November 7, 2008, 6:11 am

The Center for Information and Research on Civic Learning and Engagement (www.civicyouth.org) has posted early results for the youth vote, but because so many votes remain to be counted, it’s too early to make a judgment about turnout. CIRCLE’s exit polling puts the absolute number at 21.6 to 23.9 million 18-to-29-year-olds in the tally. The figures will narrow down once all precincts are in 100 percent and absentee ballots are counted.

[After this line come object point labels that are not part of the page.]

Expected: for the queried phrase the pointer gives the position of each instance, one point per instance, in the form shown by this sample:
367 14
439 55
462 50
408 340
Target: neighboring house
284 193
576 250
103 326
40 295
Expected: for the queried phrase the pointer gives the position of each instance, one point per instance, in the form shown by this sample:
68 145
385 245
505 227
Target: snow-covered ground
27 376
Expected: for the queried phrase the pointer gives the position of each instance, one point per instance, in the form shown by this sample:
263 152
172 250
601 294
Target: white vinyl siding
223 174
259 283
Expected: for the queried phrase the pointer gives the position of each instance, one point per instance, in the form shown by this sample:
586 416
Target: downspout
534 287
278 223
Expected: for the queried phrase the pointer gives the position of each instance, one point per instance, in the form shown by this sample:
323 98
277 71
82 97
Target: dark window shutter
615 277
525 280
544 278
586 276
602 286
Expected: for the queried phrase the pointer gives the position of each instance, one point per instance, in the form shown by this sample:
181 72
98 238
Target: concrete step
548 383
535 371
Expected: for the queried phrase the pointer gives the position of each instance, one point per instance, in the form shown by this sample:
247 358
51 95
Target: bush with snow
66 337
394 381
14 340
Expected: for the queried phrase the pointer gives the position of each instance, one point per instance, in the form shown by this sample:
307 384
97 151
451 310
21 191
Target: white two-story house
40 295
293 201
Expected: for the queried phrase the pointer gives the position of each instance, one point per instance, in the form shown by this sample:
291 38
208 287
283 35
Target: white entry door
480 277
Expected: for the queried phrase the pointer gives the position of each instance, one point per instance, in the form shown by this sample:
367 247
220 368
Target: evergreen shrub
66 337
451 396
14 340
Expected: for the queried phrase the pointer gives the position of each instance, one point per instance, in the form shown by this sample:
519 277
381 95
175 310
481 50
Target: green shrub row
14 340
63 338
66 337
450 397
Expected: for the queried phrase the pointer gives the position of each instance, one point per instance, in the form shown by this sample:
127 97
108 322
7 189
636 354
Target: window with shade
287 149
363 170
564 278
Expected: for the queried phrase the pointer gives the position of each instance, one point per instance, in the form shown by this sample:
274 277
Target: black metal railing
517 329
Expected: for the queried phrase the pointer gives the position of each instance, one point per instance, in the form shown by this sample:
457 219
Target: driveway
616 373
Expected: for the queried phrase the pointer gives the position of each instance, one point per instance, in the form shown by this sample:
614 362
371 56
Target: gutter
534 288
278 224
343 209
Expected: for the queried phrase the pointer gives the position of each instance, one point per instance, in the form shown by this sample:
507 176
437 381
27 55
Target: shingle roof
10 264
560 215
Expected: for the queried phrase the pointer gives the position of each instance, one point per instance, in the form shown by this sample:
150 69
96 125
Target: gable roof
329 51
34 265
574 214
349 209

That means a rise of 2.2 million or more, which sounds like a lot. But part of the gain may be attributed to the raw size of the age demographic in America, which is the largest one since the Baby Boomers. By percentage, the gain looks different. Right now, CIRCLE projects the youth vote as rising anywhere from 1 to 6 points over 2004 (the ratio is calculated as the fraction of total eligible citizens who actually cast a ballot). That puts the 2008 youth vote at 49.3 percent to 54.5 percent.

It’s an open question. If the figures terminate at the lower end, a 1-to-2 percent gain over 2004, then all the predictions about the youth vote this time coming out in droves like never before sound pretty darn hollow and hype-like. If the figures terminate at the higher end, 4-to-5 percent, then we do indeed have a real civic story.

No matter what the final rate is, however, the partisanship of the youth vote this time is altogether historic. CIRCLE: “Young voters favored the winner of this election by more than a two-to-one margin,” an “unprecedented” gap. In the previous eight elections, the gap between the youth vote and older groups was only 1.8 percentage points. This time it exceeds 10 percent.

That makes the youth vote a serious partisan problem for Republicans. They can’t run a national candidate any more who doesn’t relate to the young. And from what I’ve seen of the social attitudes of Millennials in particular, the two-to-one slant poses a threat to one of the core constituencies of the party: social conservatives. Young people today like leaders to appeal to their uniqueness, their potential, their talents. They don’t like leaders, or any older adults for that matter, to come off as coercive or didactic (this applies to political correctness as well as social conservatism). So, as long as social conservatives have so much influence on the Republican Party, and as long as the youth cohort votes in plus-50-percent numbers, party leaders should prepare for a long perambulation in the desert.